One of my favorite memories from elementary school was every other Friday when I would have the chance to attend a class that was in my eyes a glorious utopia of magnificent pencils, colorful crayons, vibrant pastels, rich watercolors, dark inks, and bristly brushes. It was my chance to allow my creativity to flow from my mind and onto paper using a kaleidoscope of colors and a mountain of utensils at my disposal. It was a glorious reward to have messy hands and stained clothing because my project would lie before me, a perfect “masterpiece”. And when the class was over, I would wait, excited and impatient, for the two weeks to speed by, when I would once again get to return to this paradise.
I loved art from the very beginning. The concept is beautiful in nature. It is an expression of ideas, thoughts, and emotions and can capture singular moments or even entire time periods.
However, my favorite memory from elementary school is bittersweet. The chance for creative expression only came every other week. It was then that I started questioning the school’s incorporation of art, and I still do. Why is there so little art in our curriculum? Why, as students, do we have so little exposure to art and so little opportunity to create it?
This lack of representation of art in school isn't limited to only my elementary school. It exists within all the elementary schools in the community. And as I have progressed through middle school and am nearing the end of high school, I look back and see that this is a common trend. In middle school students take only one semester of art and have no opportunity for extra art courses. And in high school students take only a single semester and any extra art courses are limited to the in school schedule. And the worst part is that this extends beyond my community and is present nationwide. According to an article, “Art Education,” published by the University of Michigan, “art is pushed aside and the department’s budgets are increasingly cut in favor of so-called core education classes such as math and reading.”
Of course my high school presents an assortment of art classes. However, a student can only take them during school, which can be a severe limitation. There are only so many periods in the day and many of these are already occupied by required courses. Consequently, there are only a few periods left and art is left being “squeezed in.” Sometimes there isn't even enough room in the schedule for art at all.
Why it is that art is so limited in schools? Looking back it doesn't make sense. High school integrates into its curriculum all sorts of subjects. Of course required subjects such as math, science, English, foreign language, history, and so forth are critical for the future, but what is it exactly that makes art not important enough to teach at the same weight as these subjects?

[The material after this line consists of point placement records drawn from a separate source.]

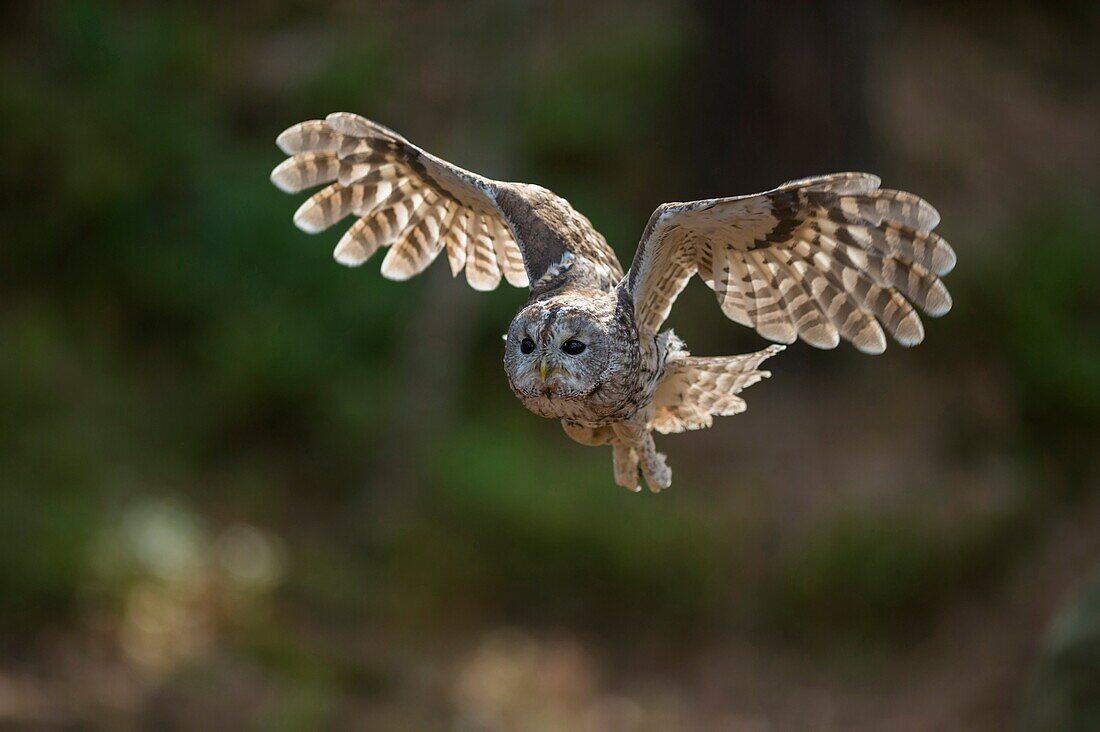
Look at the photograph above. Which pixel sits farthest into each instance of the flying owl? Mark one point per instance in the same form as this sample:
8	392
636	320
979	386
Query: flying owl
818	259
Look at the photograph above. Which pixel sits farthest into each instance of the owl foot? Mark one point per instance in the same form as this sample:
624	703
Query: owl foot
626	466
657	471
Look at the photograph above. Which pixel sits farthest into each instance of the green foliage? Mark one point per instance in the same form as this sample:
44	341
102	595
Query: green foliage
862	578
563	547
1065	691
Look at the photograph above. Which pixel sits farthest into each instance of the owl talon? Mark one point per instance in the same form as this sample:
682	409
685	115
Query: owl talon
657	472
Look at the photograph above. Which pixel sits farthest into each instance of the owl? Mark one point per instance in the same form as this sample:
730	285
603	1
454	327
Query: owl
820	259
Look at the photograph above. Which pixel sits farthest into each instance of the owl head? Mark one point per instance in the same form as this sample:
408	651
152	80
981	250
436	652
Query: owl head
558	349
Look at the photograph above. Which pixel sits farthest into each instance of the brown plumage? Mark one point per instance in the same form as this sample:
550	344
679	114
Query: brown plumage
820	259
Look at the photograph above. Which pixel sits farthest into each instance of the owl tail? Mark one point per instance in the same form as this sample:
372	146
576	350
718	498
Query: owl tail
694	390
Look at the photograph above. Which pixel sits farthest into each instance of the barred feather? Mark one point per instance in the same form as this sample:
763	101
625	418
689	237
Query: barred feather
814	259
695	390
404	198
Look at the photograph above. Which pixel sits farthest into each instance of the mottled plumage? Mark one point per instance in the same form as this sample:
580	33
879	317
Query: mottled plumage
818	259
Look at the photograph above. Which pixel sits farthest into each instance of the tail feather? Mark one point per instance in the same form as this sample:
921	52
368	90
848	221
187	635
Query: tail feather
695	390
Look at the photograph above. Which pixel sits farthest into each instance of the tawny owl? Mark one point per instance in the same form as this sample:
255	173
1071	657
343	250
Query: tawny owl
817	259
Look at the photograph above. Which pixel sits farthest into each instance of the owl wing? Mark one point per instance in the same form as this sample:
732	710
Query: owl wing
403	197
817	259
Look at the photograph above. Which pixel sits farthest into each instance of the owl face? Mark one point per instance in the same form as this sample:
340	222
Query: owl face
557	351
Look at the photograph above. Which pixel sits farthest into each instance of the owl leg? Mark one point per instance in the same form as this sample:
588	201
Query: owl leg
587	435
655	467
626	466
637	437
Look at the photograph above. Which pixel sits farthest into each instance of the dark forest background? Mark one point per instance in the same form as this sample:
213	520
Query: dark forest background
241	485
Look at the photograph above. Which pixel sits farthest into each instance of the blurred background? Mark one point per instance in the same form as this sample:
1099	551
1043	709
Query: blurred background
243	487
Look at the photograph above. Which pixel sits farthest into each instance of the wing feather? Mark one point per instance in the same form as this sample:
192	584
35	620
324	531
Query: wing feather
814	259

Art is creative expression of thoughts and emotions. It offers those who pick up a pencil or paintbrush, a camera or clay, to express themselves. Art has no rules or formulas, something vastly different from the required courses during the day. Art can offer an outlet and a different way of thinking.
Art is also history. Paintings, photographs, and sculptures trace the eras – the mindsets, the revolutions, the battles. By looking at art, we can gain insight into the past. And yet, schools do not teach art to its full potential. Rather, the school requires only one semester. And history classes spend very little time teaching the past through art because it is minute part of the curriculum.
More than teaching history, art improves other aspects of school and beyond. A study by James S. Catterall, a professor of education at the University of California, Los Angeles, concluded that the arts helped students excel in standardized testing. Elliot Eisner, a professor at Stanford University found that “Learning through the arts promotes the idea that there is more than one solution to a problem, or more than one answer to a question.” Art isn’t only expression and education, but also intellectual stimulation. Students begin to look outside the box, which can make them more open-minded in school with answers and solutions, but also socially with people and cultures.
Some people even propose the elimination of art in school altogether. This scares me. People should not eradicate the already limited presence of it in education. That would be like diminishing art in its entirety. Art is a part of culture that should be enjoyed and celebrated, encouraged and continued because offers it provides the opportunity for expression of thoughts, emotions, and moments. It allows us to look at the past and it allows us to develop a more rounded way of thinking.
And it is precisely the lack of attention towards art that is molding the mindset of many students that art is dismissible. “Art class” is becoming synonymous with “blow-off class” in this generation. The only people attending the art shows in school are the actual participants. A long valued aspect of human nature is losing appreciation.
I believe that art should be restored in education. It should be weaved into the curriculum more – to inspire and allow expression of creativity, teach history, and to improve the all around education and social skills of students. Artistically motivated students should have a larger freedom to engage in art courses. This resurgence of art would make it a larger part of our culture because students would have more exposure to art and its benefits. A more positive outlook on the arts might begin to develop and it might once again reach its full appreciation.
I remember in elementary school when we had art class we would all try and gather as many supplies as we could to work on our projects. Almost every supply would be grabbed up except for the white crayon, which nobody really used. Art should not become like the white crayon of the crayon box.